I servi reali individuarono il medico più esperto e rinomato e lo portarono a vivere nella nuova città. Il suo arrivo fu celebrato con grande clamore e in suo onore fu organizzato uno speciale ricevimento reale.
Ancor prima della fine del ricevimento di benvenuto, il medico fu chiamato in servizio perché un uomo si era gravemente ammalato. Il medico si recò rapidamente dal paziente e, dopo averlo visitato per qualche istante, assicurò a tutti di poterlo curare.
Poco dopo il medico uscì dalla stanza visibilmente sconvolto e informò la folla che il paziente era morto. Nonostante i suoi migliori sforzi, non riuscì a salvare l’uomo.
Inutile dire che la gente del paese rimase sbalordita. Il medico tanto acclamato fallì al primo tentativo.
Quando domandarono al medico del perché non fosse riuscito a guarire il malato, il medico rispose: “la verità è che ho capito benissimo fin dal primo momento in cui ho visto quell’uomo che non aveva alcuna possibilità di sopravvivere. Soffriva di una malattia incurabile ma ciononostante ho deciso di dare una prognosi ottimistica, per inviare un messaggio a tutti in città. Ho visto come sono stato accolto con tanto onore e ho capito quali fossero le aspettative della gente. Sapendo che l’uomo considerato il più grande medico del mondo sarebbe vissuto tra loro, la gente ha cominciato a trascurare la propria salute. Hanno pensato che, qualunque cosa accadesse loro, c’era un medico qui che poteva certamente curarli. In questo modo ho voluto chiarire fin dall’inizio che le mie capacità sono limitate. Dovete tutti continuare a prendervi cura di voi stessi. Non sono un taumaturgo e non ho una cura per ogni male. Questo è il messaggio che volevo trasmettere fin dal primo giorno”.

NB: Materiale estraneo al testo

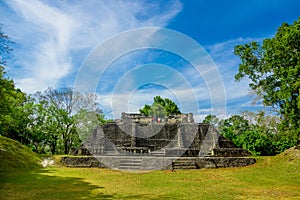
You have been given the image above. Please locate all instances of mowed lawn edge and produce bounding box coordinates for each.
[0,149,300,199]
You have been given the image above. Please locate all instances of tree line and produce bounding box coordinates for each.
[0,18,300,155]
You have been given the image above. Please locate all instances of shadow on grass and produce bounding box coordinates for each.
[0,168,179,199]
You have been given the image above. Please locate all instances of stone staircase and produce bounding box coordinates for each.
[119,158,142,170]
[172,157,197,170]
[150,149,166,156]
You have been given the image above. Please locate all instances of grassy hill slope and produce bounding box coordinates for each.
[0,136,41,173]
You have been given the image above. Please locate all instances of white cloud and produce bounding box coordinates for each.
[0,0,182,93]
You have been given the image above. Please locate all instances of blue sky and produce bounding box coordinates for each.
[0,0,300,121]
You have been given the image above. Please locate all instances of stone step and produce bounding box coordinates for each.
[172,158,197,170]
[150,149,166,156]
[119,158,142,170]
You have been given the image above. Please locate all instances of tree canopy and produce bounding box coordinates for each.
[140,96,181,117]
[234,18,300,143]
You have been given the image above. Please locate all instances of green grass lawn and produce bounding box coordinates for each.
[0,136,300,200]
[0,154,300,199]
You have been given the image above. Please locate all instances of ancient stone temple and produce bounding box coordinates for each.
[63,113,255,170]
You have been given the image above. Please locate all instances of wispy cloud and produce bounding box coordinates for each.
[206,38,264,114]
[0,0,182,93]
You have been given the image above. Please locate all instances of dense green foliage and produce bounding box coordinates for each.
[235,18,300,143]
[0,136,41,173]
[203,112,297,156]
[140,96,181,117]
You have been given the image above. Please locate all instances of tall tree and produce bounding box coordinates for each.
[140,96,181,117]
[235,18,300,143]
[36,87,103,154]
[0,25,29,144]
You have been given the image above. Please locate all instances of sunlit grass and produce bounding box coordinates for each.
[0,152,300,199]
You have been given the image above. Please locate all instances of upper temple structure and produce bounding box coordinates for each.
[63,113,255,170]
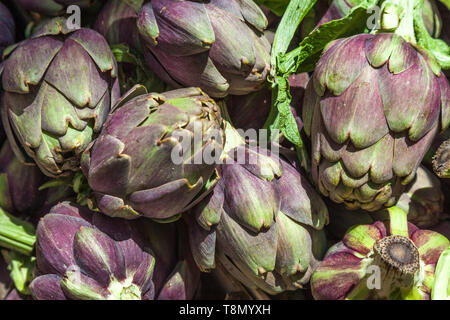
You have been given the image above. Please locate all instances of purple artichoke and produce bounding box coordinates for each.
[303,33,450,211]
[0,141,47,214]
[227,73,309,130]
[82,86,224,220]
[187,142,328,294]
[316,0,442,38]
[137,0,270,97]
[94,0,141,50]
[311,216,450,300]
[30,202,199,300]
[0,2,16,59]
[432,139,450,178]
[0,18,120,177]
[15,0,102,16]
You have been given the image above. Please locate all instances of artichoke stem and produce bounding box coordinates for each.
[372,235,420,299]
[433,140,450,178]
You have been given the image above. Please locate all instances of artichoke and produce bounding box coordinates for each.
[432,140,450,178]
[30,202,199,300]
[82,86,224,220]
[396,166,444,229]
[0,141,47,215]
[186,135,328,294]
[227,72,309,130]
[0,18,120,177]
[137,0,270,97]
[316,0,442,38]
[15,0,102,16]
[311,208,450,300]
[0,2,16,61]
[303,33,450,211]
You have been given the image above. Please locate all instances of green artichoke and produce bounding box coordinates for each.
[137,0,271,97]
[311,207,450,300]
[82,86,224,220]
[432,140,450,178]
[317,0,442,38]
[0,2,16,61]
[0,18,120,177]
[303,33,450,211]
[396,166,444,229]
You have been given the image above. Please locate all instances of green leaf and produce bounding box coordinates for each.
[439,0,450,10]
[280,0,378,73]
[431,247,450,300]
[255,0,290,16]
[414,3,450,73]
[0,208,36,255]
[2,250,36,295]
[122,0,144,12]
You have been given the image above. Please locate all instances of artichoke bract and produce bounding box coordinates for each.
[311,209,450,300]
[186,146,328,294]
[82,86,224,220]
[0,18,120,177]
[0,2,16,59]
[303,33,450,211]
[137,0,271,97]
[30,202,199,300]
[93,0,141,49]
[15,0,102,16]
[396,166,444,228]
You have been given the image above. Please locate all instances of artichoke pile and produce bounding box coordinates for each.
[0,0,450,300]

Il Magghid spiegò che questo è lo stesso motivo per cui Dio reagì così duramente al peccato di Nadav e Avihu. La costruzione del Tabernacolo offrì ai figli d’Israele l’opportunità di ottenere l’espiazione per i peccati attraverso l’offerta di sacrifici. Il popolo, quindi, poteva aver inteso il Tabernacolo come lo strumento per ripulirsi dalle colpe in modo automatico e che da quel momento potevano anche non osservare le mitzwoth con precisione o affatto, tanto con un sacrificio rimettevano a posto le cose. Il popolo avrebbe considerato il Tabernacolo una sorta di vaccino automatico contro il peccato, trascurando così lo studio e la pratica delle mitzwoth.
Come gli abitanti della nuova città nella parabola del Magghid, i figli d’Israele avrebbero fatto affidamento sui rituali del Tabernacolo e non avrebbero ritenuto necessario affidarsi al proprio comportamento.
Per questo, il giorno dell’inaugurazione del Tabernacolo, Dio fece morire due anime pure ed eccelse per un errore di minore rilevanza. Per dei divieti che ancora non erano entrati in vigore. Il Signore Voleva che il popolo vedesse che questi due uomini, eccezionalmente giusti, erano stati puniti gravemente per un’infrazione relativamente marginale e non erano stati salvati dall’offerta speciale che avevano portato nel Tabernacolo.
Il popolo avrebbe allora compreso che il Tabernacolo non è una panacea e che non esiste una cura magica per i nostri mali spirituali. Sebbene Dio ci abbia, per la Sua misericordia, concesso modi per ottenere l’espiazione, in prima istanza siamo noi ad essere responsabili delle nostre azioni.
Per quanto significativi e potenti fossero il Tabernacolo e i suoi sacrifici, nessuno era esonerato dal comportarsi correttamente, con responsabilità e di aderire rigorosamente ai comandamenti della Torah. Lo stesso vale per noi oggi, non c’è nessun colpo di spugna che – magicamente – ci ripulisce l’anima dall’impurità generata dalle nostre trasgressioni, ma solo processi seri ci studio, conoscenza e giusta osservanza, Shabbat Shalom!